Nationwide Children's Hospital, Columbus, OH, USA.

Background: Office circumcision with a clamp or plastibell device is often restricted in practice by patient age and size. Recommendations often focus on children 3 months of age or less and/or weigh 5.1 kilograms (kg) or less at the time of procedure. Part of this centers on ensuring the patient fits appropriately on the restraining device and concerns of increased risk of complications. We reviewed our outcomes of office circumcision in children >3 months and >5.1 kg.
Methods: We performed a retrospective chart review of all office circumcisions performed in our urology clinic between January 2015 and August 2018 after IRB-approval. We divided the patients into two groups based on conventional age and weight cut-offs: Group 1 (≤3 months old and ≤5.1 kg) and Group 2 (>3 months old and >5.1 kg). Patient demographics and circumcision technique were recorded. Complications and need for an intervention related to circumcision were compared between groups, as well as visits to the emergency department/urgent care (ED/UC) and the office outside of those planned per follow-up protocol. Differences in outcomes were evaluated by chi-square test; a p-value <0.05 was considered significant.

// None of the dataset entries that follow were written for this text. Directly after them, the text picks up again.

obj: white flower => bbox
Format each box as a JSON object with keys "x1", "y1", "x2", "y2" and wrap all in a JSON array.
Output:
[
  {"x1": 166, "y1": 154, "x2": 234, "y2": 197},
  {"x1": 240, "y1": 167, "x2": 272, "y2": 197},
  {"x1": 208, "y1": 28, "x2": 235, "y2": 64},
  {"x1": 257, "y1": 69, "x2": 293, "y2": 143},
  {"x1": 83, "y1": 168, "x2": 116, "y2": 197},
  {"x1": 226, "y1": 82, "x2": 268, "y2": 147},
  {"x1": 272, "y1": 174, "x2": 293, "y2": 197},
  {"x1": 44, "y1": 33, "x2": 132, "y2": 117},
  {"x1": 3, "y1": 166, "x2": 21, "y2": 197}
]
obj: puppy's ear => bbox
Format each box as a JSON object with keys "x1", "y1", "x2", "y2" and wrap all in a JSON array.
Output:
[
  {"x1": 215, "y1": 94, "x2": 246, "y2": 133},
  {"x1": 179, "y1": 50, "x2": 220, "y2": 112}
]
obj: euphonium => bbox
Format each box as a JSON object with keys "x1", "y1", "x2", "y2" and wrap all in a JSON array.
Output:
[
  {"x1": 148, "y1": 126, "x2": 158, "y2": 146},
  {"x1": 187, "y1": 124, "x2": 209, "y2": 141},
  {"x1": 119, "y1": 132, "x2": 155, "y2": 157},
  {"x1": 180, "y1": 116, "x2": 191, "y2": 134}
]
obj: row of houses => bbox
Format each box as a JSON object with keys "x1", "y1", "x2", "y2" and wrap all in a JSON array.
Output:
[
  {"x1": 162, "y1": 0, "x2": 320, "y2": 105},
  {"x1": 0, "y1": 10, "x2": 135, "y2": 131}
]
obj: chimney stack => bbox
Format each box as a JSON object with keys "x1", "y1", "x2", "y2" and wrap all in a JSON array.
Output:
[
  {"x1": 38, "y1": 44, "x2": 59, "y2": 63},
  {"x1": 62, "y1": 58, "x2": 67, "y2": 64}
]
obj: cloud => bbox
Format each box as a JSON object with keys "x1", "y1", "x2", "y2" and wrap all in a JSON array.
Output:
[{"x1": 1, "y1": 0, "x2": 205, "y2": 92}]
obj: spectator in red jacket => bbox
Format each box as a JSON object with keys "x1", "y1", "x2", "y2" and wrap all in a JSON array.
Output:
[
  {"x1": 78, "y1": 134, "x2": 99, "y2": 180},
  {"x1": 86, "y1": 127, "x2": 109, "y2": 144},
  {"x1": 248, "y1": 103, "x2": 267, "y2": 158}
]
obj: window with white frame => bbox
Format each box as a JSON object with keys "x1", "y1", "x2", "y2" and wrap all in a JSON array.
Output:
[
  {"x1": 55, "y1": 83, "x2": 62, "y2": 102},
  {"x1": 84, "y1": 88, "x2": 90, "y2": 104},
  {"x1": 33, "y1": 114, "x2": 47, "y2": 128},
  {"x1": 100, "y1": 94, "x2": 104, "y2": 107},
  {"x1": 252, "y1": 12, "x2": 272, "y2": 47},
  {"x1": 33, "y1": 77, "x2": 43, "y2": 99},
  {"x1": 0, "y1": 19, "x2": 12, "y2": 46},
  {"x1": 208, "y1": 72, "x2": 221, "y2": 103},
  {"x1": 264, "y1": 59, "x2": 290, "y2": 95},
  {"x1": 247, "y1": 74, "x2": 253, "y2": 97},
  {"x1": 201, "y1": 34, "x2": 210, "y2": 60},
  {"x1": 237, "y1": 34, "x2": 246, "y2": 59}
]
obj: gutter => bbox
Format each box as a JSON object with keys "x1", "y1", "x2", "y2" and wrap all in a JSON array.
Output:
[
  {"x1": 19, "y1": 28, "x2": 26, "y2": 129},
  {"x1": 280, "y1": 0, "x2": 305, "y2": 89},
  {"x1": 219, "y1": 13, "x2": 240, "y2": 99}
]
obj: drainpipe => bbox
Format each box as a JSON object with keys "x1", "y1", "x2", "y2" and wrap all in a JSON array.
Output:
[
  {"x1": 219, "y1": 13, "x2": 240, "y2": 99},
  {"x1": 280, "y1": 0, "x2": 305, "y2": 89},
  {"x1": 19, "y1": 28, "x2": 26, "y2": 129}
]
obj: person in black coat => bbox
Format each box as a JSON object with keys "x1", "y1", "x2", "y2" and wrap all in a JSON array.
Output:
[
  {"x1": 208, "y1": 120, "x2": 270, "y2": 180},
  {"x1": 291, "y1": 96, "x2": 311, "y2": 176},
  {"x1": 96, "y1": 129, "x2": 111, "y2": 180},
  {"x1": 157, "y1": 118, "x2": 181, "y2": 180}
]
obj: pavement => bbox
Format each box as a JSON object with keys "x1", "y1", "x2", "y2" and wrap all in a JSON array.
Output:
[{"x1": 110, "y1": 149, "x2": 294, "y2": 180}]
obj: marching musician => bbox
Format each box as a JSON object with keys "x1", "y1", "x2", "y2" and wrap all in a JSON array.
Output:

Results: A total of 285 circumcisions were performed in Group 1 and 357 circumcisions were performed in Group 2. All circumcisions were performed by either gomco clamp or plastibell device. The median patient age and weight for Group 1 and 2 was 6 weeks (range 2-10) vs. 18 weeks (range 14-54) and 4.49 kg (range 2.96-5.10) vs. 6.78 kg (range 5.11-13.10 kg), respectively. Significantly more cases in Group 2 were performed with a plastibell device (77% versus 59%, p<0.0001). There was no difference in median follow-up between groups (Group 1: 17 days; range 7-140; Group 2: 16 days; range 0-181; p=0.5560). Significantly more patients in Group 2 visited the ED/UC after their procedure with a resulting intervention while there. Significantly more patients in Group 2 had a post-procedure cicatrix and required lysis of the cicatrix. There was no difference in need for operating room intervention. Plastibell malfunctions trended to be more common in Group 2 but did not reach significance. (See Table)
Conclusions: Office circumcision can be performed in patients outside of conventional age and weight ranges. The risk of post-procedure cicatrix and visits to the ED/UC in this group, however, does appear increased. These added risks, however, need to be evaluated in the context of anesthesia risk if surgical circumcision is to be offered as an alternative. Awareness of these factors are important during counseling families who desire circumcision outside of the traditional patient age and size ranges.